Alejandro asintió lentamente.
—Es una situación difícil. No solo por ella, sino por ti también. No quiero decir que esté mal lo que sientes, porque no lo está. Pero sí es complejo.
—Lo sé. Y no es que esté esperando nada. No quiero complicarle la vida ni hacerle daño. Solo… no puedo hacer como si no sintiera nada. Estar cerca de ella me hace bien, me mueve cosas por dentro. Pero también me tiene hecho un lío.
Alejandro se quedó callado un momento, mirando el techo.
—Eso pasa… A veces hay personas que nos marcan más de lo que imaginamos. Y no siempre es fácil saber por qué o qué lugar tienen en nuestra vida. Pero igual nos dejan algo.
Me quedé pensando en lo que dijo. No sonó como si estuviera juzgándome ni tratando de decirme qué hacer. Solo hablaba desde el cuidado.
—Gracias por escucharlo —dije—. No quería seguir dándole vueltas a este asunto solo.

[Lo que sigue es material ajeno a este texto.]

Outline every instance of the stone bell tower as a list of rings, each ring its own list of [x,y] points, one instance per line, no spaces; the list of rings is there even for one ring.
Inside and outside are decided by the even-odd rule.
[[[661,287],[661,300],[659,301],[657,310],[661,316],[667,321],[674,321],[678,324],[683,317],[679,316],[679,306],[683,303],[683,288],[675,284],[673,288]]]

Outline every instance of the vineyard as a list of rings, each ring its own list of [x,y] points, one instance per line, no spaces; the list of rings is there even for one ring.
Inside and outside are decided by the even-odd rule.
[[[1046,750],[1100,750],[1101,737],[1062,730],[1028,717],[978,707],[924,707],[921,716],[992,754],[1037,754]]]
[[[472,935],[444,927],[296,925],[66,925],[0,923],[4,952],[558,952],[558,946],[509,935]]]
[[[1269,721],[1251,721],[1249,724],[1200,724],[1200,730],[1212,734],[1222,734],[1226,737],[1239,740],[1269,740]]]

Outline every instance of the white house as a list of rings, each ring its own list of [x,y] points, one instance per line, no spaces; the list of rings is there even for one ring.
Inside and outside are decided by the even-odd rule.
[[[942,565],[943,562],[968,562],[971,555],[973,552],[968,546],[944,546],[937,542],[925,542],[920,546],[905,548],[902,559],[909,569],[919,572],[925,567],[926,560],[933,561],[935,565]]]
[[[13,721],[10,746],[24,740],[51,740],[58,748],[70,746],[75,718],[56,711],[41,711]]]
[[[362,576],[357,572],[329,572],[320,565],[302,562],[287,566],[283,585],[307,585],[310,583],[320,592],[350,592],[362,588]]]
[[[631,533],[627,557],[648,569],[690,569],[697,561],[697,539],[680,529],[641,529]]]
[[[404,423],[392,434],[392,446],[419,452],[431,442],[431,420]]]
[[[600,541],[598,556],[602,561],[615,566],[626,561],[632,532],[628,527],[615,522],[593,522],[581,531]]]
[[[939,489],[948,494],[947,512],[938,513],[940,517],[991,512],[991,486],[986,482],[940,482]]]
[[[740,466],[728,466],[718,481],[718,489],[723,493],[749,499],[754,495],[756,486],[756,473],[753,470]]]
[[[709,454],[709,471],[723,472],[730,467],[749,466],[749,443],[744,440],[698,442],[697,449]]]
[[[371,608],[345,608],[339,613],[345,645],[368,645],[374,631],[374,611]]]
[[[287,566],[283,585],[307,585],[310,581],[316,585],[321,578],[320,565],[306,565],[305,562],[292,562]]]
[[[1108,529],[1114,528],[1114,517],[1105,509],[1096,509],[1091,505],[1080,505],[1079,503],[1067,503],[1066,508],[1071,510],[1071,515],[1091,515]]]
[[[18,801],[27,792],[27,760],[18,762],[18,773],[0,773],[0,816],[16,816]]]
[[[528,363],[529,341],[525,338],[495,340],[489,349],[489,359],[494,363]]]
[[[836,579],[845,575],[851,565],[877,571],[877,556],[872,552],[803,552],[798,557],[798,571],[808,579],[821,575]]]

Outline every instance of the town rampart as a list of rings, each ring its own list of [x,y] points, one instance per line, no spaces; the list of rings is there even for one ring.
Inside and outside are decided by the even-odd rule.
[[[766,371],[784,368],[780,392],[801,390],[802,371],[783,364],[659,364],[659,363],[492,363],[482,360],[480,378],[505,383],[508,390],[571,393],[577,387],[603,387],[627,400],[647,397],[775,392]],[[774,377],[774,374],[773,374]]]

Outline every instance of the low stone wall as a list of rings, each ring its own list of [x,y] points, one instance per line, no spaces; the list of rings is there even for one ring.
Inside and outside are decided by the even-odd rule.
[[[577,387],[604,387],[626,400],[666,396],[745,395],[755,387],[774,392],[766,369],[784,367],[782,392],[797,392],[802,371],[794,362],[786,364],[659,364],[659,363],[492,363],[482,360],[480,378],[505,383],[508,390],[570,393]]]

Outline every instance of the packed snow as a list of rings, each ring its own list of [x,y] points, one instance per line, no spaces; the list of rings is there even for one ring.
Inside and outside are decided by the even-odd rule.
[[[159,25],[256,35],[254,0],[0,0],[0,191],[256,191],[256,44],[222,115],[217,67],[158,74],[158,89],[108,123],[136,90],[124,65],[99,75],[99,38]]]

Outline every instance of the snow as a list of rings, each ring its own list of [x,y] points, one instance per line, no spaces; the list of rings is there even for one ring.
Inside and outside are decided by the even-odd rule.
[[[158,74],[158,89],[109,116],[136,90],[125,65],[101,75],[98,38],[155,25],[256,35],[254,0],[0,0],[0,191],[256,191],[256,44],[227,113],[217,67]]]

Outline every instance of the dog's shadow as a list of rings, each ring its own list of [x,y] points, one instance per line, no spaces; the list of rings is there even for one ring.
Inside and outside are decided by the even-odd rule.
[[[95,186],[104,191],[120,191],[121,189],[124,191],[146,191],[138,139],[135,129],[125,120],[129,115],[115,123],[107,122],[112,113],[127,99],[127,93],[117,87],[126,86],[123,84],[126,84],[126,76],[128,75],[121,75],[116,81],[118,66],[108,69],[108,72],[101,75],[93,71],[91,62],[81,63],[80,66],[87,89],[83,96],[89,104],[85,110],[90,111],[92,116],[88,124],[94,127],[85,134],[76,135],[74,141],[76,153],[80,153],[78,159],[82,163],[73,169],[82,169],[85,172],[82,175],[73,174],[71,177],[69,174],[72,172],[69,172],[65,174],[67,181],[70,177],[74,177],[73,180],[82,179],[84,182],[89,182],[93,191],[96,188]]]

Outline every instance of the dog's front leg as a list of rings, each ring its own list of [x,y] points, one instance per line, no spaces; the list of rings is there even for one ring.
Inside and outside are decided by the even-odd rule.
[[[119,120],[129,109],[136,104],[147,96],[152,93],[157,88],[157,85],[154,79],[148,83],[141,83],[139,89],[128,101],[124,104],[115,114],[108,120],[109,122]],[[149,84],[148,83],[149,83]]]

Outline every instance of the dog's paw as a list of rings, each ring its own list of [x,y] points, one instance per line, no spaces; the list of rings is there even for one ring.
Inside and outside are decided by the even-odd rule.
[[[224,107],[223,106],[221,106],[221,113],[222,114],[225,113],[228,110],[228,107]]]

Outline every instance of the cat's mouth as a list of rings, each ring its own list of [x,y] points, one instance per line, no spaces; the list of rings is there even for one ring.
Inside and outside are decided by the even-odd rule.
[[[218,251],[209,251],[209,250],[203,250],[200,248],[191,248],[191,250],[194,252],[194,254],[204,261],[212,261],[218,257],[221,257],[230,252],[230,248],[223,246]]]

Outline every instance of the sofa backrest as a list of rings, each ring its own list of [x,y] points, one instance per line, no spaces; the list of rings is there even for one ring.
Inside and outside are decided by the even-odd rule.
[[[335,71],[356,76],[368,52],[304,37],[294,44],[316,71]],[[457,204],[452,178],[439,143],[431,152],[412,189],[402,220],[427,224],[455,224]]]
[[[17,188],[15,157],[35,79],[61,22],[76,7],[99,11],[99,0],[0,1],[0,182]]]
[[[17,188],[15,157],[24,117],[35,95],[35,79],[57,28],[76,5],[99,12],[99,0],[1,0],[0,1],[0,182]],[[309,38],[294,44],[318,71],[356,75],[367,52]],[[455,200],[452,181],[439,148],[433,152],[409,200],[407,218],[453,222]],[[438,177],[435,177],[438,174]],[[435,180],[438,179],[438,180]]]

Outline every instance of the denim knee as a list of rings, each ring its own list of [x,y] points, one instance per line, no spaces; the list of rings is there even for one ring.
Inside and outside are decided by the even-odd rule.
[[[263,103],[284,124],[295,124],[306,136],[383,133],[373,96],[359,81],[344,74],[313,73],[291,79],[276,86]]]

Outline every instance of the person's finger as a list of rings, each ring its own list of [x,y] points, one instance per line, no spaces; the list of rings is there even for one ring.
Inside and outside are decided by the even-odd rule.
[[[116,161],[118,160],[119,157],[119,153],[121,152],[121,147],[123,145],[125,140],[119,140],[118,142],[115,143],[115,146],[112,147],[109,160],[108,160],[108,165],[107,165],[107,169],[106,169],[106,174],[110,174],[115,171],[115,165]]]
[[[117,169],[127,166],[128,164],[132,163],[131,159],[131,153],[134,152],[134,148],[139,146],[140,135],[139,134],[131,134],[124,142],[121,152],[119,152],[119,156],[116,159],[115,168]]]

Alejandro sonrió un poco, de esa forma que se nota más en los ojos que en la boca.
—Siempre puedes hablar conmigo, Sebas. Lo que sea. No es bueno cargar con estas cosas solo.
Nos quedamos conversando un poco más antes de salir de la habitación y bajar a desayunar. Por primera vez en mucho tiempo, sentí que no estaba tan solo con todo lo que me pasaba por dentro.
El ambiente en el restaurante ya estaba animado: risas, charlas cruzadas, y la fila del buffet moviéndose con lentitud, como si todos quisieran alargar ese momento de descanso. Nos unimos al grupo de siempre. Sofía estaba contando alguna anécdota con tanto entusiasmo que terminó gesticulando con un pan en la mano. Sergio casi se atraganta de la risa.
La mañana pasó entre juegos en la playa, carreras tontas en la arena, partidos improvisados de voleibol y algunos que, como Valeria, preferían simplemente tumbarse a escuchar música o leer bajo la sombra de una sombrilla. Fue un rato cálido, ligero, lleno de esas pequeñas cosas que uno sabe que recordará con cariño.
Cerca de las once, el calor empezó a apretar. Me alejé un poco, buscando un sitio tranquilo para descansar, y fue entonces cuando la vi.
Adriana estaba sola, un poco apartada del grupo. Su silla de ruedas se encontraba cerca de unas palmeras, bajo una sombra intermitente, mirando la playa con una expresión pensativa. No estaba participando en las actividades, solo la vi allí, quieta, mientras los demás disfrutaban del mar y la arena. Algo en su rostro me hizo darme cuenta de que no estaba completamente en paz.